Arrest and detention

On July 27, 1983, Mr. Noruzi was arrested at his home in Karaj and taken to Tehran’s Evin Prison. He was “severely tortured for several months”. (Archives of Baha’i Persecution in Iran). Mr. Noruzi Iranzad was in prison for one year and three months.


No information is available on Mr. Noruzi’s trial.


The charge brought against Mr. Noruzi is not known.

Because of the unanimous international condemnation of the persecution of this quietist (apolitical) religious community, Iranian authorities do not always admit that the Baha'is are being punished for their religious beliefs. Therefore, judicial authorities have often wrongfully charged Baha'is with offenses such as "being involved in counter-revolutionary activities," "having supported the former regime," "being agents of Zionism," or "being involved with prostitution, adultery, and immorality."

Evidence of guilt

The report of this execution does not contain information regarding the evidence provided against Mr. Noruzi.


No information is available on Mr. Noruzi’s defense.

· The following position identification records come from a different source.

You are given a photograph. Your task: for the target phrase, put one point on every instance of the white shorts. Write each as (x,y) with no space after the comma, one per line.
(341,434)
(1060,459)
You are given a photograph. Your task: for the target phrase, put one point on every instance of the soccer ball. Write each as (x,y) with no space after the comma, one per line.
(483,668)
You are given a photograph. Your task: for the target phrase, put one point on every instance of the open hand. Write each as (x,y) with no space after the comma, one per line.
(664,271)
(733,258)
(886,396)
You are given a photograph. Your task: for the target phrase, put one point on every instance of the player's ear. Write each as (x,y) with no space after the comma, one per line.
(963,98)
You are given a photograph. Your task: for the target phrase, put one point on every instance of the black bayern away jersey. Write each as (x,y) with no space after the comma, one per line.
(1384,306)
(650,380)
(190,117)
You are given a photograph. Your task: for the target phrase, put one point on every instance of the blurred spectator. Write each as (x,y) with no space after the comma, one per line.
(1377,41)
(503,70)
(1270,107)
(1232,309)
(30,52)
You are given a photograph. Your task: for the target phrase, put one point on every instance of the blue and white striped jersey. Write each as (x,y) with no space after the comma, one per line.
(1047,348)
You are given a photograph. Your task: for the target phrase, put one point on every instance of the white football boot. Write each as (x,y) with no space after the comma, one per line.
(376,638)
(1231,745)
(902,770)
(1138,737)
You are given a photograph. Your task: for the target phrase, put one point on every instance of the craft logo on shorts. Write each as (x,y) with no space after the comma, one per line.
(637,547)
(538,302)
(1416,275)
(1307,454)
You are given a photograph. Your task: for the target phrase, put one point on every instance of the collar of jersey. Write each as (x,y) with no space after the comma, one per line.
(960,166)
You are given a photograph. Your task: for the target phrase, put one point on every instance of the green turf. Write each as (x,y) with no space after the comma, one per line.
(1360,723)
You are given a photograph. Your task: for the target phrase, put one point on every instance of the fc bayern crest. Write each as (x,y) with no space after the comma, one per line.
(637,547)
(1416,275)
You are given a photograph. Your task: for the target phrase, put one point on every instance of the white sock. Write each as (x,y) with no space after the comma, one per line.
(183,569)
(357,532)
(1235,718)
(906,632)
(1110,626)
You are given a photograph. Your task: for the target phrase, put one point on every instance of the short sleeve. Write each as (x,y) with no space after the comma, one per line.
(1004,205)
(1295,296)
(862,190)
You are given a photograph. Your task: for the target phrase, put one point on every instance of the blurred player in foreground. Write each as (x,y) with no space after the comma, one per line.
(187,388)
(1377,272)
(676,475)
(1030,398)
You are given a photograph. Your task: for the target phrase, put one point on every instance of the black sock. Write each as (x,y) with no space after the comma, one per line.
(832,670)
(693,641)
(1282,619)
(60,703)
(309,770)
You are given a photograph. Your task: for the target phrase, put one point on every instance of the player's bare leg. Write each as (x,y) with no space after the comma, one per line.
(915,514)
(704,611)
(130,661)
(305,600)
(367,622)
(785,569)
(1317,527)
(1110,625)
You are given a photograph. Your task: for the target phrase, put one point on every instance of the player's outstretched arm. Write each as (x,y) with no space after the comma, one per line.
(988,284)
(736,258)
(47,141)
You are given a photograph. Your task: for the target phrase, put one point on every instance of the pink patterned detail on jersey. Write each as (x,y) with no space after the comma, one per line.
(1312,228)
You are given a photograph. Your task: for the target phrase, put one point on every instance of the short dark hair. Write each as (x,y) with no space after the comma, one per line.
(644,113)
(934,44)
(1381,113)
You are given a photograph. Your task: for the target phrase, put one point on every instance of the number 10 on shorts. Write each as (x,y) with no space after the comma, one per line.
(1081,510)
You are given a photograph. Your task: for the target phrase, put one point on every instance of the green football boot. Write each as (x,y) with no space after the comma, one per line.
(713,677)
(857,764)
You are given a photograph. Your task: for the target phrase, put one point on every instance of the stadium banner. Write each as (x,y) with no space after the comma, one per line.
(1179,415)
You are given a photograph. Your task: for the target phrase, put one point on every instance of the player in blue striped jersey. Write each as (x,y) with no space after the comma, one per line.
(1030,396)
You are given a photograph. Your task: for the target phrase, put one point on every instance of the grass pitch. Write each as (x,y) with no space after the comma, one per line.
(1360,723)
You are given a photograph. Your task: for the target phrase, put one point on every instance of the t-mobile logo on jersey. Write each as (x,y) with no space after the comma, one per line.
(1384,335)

The representatives of the Baha'i community stress that their members are being persecuted for their religious beliefs. They refute the validity of charges such as counter-revolutionary political activities or spying leveled against them in Iranian courts. They point out that the fundamental principles of their religion require them to show loyalty and obedience to their government and refrain from any political involvement.


On October 28, 1984, Mr. Yunes Noruzi Iranzad and one other individual were hanged at Tehran’s Evin Prison.


1- ‘Slow Death for Iran’s Baha’is’ by Richard N. Ostling, Time Magazine,20 February 1984. Also see ‘The Persecution of the Baha’is of Iran, 1844-1984, by Douglas Martin, Baha’i Studies,volume 12/13, 1984, p. 3. There is no information about the current number of Baha’is in Iran.
2- The Islamic Republic Penal Code grants no rights to Baha'is, and the courts have denied them the right to redress or to protection against assault, murder, and other forms of persecution and abuse. In so doing, the courts have treated Baha'is as unprotected citizens or "apostates," citing eminent religious authorities whose edicts are considered to be a source of law equal to acts of Parliament. The Founder of the Islamic Republic, Ayatollah Khomeini, made execution a punishment for the crime of apostasy and decreed that a Muslim would not be punished for killing an apostate.